To make it run faster, we need to use some advanced data structures, TreeSets, or their C++ equivalent. First, we sort by x coordinate in O(n lg n) time. Then, we maintain a large array of TreeSets, where each TreeSet contains the enclosing boxes with the smallest y and z for some number of nestings. For example, Tree₁ will contain all of the boxes whose y and z dimensions are not both greater than or equal to the y and z dimensions of some other box in the same set. Once we have these sets, we iterate over all of the boxes, in order by x, and find the highest indexed tree which contains a box that our new box can enclose. We can do this with a binary search over the Trees, with adds a factor of lg(n). Now, for the hard part, quickly determining whether or not a Tree has a box that can be enclosed. To do this, we will impose an ordering on the trees that sorts the boxes by increasing y, and breaking ties by decreasing z. An important observation is that this order will cause the z coordinates to be sorted in descending order, since if they weren't, our tree would contain a box, whose y and z dimensions will both be bigger than some other box in the tree. Now, to determine if a tree contains a box which can be enclosed, we find the box with the largest y coordinate less than the y coordinate of the box that we are adding. This will give us the box with the smallest z coordinate, and thus we can determine if the box we are adding will enclose any boxes in the tree by comparing it to only one box. By using a tree, we can find this box in lg(n) time (java TreeSet.headSet())
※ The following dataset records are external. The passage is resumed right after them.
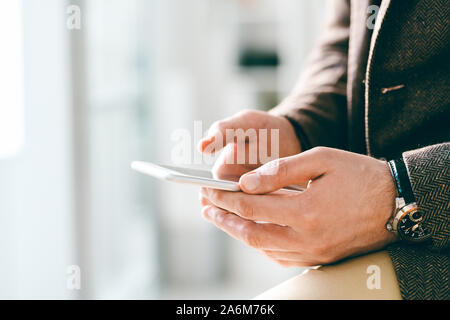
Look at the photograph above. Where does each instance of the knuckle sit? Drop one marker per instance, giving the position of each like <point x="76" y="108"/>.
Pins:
<point x="249" y="236"/>
<point x="310" y="221"/>
<point x="245" y="209"/>
<point x="220" y="217"/>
So, we can binary search, and find how many nestings a box can be on the outside of in lg²(n) time. Then, we need to insert our box into the appropriate Tree, and maintain the constraint on the Tree so that we can still use the method above. To do this, we can take use the tailSet method, and then just delete all of the boxes that have have bigger y and z dimensions. We also have to be careful to only add the box if it maintains the constraint.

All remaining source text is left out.